Hardik Kothare, Sarah Schneider, Katherine Yung, Leighton Hinkley, Danielle Mizuiri, Susanne Honma, Coleman Garrett, Molly Naunheim, Mark Courey, Srikantan Nagarajan, John Houde
Spasmodic dysphonia (SD) is a debilitating disorder of voicing where the laryngeal muscles are intermittently in spasm and are dystonic. This prevents the vocal folds from vibrating efficiently and results in involuntary interruptions during speech. The underlying causes of SD remain largely unknown. Prior imaging studies have found aberrant activity in the CNS during SD phonation.

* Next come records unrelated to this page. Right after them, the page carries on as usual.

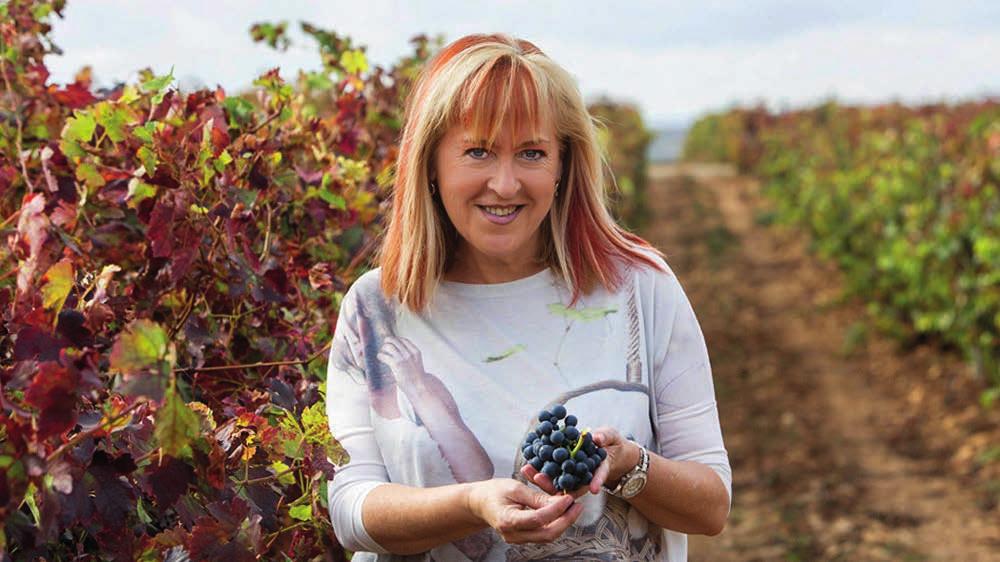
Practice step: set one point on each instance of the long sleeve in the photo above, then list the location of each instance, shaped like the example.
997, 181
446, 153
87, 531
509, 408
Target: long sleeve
348, 407
688, 425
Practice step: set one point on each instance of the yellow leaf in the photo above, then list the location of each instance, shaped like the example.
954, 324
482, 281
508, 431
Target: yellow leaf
58, 283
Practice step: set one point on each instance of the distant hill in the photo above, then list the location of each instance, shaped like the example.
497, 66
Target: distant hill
667, 145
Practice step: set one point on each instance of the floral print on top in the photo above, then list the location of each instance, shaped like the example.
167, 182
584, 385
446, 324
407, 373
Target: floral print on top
447, 396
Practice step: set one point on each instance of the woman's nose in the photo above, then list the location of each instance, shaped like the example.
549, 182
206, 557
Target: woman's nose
504, 179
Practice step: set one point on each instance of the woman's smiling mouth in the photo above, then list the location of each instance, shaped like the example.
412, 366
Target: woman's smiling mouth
500, 214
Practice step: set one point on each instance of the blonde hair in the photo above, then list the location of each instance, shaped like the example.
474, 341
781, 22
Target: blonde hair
482, 81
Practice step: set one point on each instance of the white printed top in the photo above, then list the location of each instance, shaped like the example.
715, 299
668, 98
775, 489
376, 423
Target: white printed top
495, 355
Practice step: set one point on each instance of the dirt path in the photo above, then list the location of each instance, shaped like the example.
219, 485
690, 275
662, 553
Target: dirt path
842, 447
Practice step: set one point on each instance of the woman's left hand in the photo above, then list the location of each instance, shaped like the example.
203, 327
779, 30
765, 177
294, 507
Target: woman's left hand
623, 455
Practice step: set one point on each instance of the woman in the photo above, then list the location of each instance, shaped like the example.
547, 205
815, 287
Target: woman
505, 287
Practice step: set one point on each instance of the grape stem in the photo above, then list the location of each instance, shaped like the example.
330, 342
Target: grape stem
579, 443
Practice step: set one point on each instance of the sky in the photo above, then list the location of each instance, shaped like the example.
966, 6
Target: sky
675, 59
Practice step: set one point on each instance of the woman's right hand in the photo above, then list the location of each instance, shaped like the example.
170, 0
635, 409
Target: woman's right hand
521, 514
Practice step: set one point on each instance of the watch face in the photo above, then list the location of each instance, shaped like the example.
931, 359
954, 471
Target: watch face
634, 485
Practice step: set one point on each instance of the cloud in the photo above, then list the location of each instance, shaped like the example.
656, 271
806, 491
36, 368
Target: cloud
676, 59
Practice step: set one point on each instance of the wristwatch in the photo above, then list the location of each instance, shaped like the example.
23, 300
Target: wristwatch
634, 480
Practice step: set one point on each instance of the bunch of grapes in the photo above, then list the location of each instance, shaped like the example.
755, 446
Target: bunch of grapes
562, 452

However, these studies could not resolve whether SD involves impairment of preparatory, feedforward aspects of vocal control or instead involves abnormal processing of sensory feedback during phonation. To investigate this question, we used Magnetoencephalography (MEG) to monitor neural activity and associated behavioural responses time-locked to glottal onset, phonation onset, and onset of pitch feedback perturbations in adductor SD (AdSD) patients and matched controls.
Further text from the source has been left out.